AMESBURY Town Council has taken over the town’s museum amid an ongoing dispute with the trustees about the lease for the land and building.
The council says a “new way of working is now required” and after it failed to reach an agreement with the Amesbury Museum and Heritage Trust.
The museum opened two years ago after Amesbury Town Council bought the former Melor Hall in a bid promote an interest in the town’s history and boost tourism.
Council tax bills in Amesbury went up by about £11 per household as a result.

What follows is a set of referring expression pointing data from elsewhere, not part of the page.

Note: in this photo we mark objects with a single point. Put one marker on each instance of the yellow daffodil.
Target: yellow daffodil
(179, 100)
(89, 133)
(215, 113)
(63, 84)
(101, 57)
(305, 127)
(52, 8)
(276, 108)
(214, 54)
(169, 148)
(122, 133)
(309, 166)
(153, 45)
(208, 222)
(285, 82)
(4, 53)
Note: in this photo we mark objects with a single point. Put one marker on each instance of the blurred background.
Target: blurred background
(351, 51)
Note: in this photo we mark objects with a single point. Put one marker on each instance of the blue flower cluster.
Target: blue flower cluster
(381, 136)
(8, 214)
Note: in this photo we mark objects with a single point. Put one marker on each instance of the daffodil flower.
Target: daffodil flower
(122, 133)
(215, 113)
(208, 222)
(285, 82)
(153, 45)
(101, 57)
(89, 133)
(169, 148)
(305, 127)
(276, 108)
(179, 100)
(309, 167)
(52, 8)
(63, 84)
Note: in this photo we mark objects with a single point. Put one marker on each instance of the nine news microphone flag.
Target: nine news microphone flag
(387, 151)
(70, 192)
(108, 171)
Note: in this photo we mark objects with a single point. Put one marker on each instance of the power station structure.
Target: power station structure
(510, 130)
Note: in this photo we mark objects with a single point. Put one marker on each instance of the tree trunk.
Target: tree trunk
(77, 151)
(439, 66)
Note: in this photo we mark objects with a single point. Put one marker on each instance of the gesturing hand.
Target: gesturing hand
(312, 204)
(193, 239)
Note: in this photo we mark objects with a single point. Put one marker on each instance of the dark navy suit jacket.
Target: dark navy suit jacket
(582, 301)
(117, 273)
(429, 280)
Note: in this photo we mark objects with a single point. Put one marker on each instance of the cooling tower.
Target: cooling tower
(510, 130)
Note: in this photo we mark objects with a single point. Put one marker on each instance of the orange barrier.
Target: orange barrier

But the trustees and council had a public falling out with insults traded and councillors saying they had “lost faith” in the trustees. In a statement the town council said: “A recent meeting between the town council’s policy group and the trustees agreed that nothing could be done that would satisfy both parties.
“The committee of the Amesbury Society has agreed to take on the day to day running of the museum on behalf of the town council, using the existing team of volunteers.”
Although the museum will remain open from 11am to 4pm from Tuesday to Saturday, fears have been raised the row could delay replacing the existing wooden hut with a purpose-built museum on the site, which would rely on attracting grant funding.
Trustee and founder of the museum Andy Rhind-Tutt, who is also a town councillor, said: “After months of negotiations, I am disheartened by the short-sighted decision taken this week.
“I sincerely hope the council has a robust business plan to show how the project will now be insured, administered, resourced and delivered without additional expense to the people of Amesbury. “The trust, its management team and volunteers have worked very hard to put the town’s heritage on the map and create a new educational destination for visitors to Amesbury.
“The trust will discuss with the town council the assets currently held in trust at the Melor Hall and continue to work for the promotion of Amesbury’s heritage.”